2. Une personne ayant le droit d'utiliser le programme d'ordinateur ne peut être empêchée par contrat d'en faire une copie de sauvegarde dans la mesure où celle-ci est nécessaire pour cette utilisation.
3. La personne habilitée à utiliser une copie d'un programme d'ordinateur peut, sans l'autorisation du titulaire du droit, observer, étudier ou tester le fonctionnement de ce programme afin de déterminer les idées et les principes qui sont à la base de n'importe quel élément du programme, lorsqu'elle effectue toute opération de chargement, d'affichage, de passage, de transmission ou de stockage du programme d'ordinateur qu'elle est en droit d'effectuer.
Article 6
Décompilation
1. L'autorisation du titulaire des droits n'est pas requise lorsque la reproduction du code ou la traduction de la forme de ce code au sens de l'article 4 points a) et b) est indispensable pour obtenir les informations nécessaires à l'interopérabilité d'un programme d'ordinateur créé de façon indépendante avec d'autres programmes et sous réserve que les conditions suivantes soient réunies:
a) ces actes sont accomplis par le licencié ou par une autre personne jouissant du droit d'utiliser une copie d'un programme ou pour leur compte par une personne habilitée à cette fin;
b) les informations nécessaires à l'interopérabilité n'ont pas déjà été facilement et rapidement accessibles aux personnes visées au point a)
et
c) ces actes sont limités aux parties du programme d'origine nécessaires à cette interopérabilité.

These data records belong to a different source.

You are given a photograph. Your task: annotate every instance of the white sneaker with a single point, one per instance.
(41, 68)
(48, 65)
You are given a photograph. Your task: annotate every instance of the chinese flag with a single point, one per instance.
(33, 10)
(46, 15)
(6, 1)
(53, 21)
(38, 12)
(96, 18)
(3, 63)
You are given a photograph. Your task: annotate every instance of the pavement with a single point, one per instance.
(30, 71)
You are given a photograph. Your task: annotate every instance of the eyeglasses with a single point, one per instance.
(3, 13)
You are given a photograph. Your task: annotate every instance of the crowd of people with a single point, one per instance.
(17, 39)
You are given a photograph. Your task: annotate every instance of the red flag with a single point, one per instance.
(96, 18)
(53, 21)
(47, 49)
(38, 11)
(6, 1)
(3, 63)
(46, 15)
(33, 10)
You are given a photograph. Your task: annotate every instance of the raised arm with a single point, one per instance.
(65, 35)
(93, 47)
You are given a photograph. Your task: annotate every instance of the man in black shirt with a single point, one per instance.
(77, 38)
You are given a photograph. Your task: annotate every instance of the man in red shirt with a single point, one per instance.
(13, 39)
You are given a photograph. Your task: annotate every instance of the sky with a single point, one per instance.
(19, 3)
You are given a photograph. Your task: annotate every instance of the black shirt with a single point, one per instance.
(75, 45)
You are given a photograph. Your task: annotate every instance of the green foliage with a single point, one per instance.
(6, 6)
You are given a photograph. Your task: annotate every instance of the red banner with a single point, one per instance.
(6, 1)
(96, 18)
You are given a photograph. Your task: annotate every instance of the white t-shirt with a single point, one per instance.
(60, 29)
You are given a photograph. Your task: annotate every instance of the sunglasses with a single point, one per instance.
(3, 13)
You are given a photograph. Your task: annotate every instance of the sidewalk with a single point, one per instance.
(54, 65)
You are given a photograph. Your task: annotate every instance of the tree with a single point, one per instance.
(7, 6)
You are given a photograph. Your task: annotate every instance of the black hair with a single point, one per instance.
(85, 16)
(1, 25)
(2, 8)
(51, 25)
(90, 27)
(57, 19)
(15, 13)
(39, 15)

2. Les dispositions du paragraphe 1 ne peuvent justifier que les informations obtenues en vertu de son application:
a) soient utilisées à des fins autres que la réalisation de l'interopérabilité du programme d'ordinateur créé de façon indépendante;
b) soient communiquées à des tiers, sauf si cela s'avère nécessaire à l'interopérabilité du programme d'ordinateur créé de façon indépendante ou c) soient utilisées pour la mise au point, la production ou la commercialisation d'un programme d'ordinateur dont l'expression est fondamentalement similaire ou pour tout autre acte portant atteinte au droit d'auteur.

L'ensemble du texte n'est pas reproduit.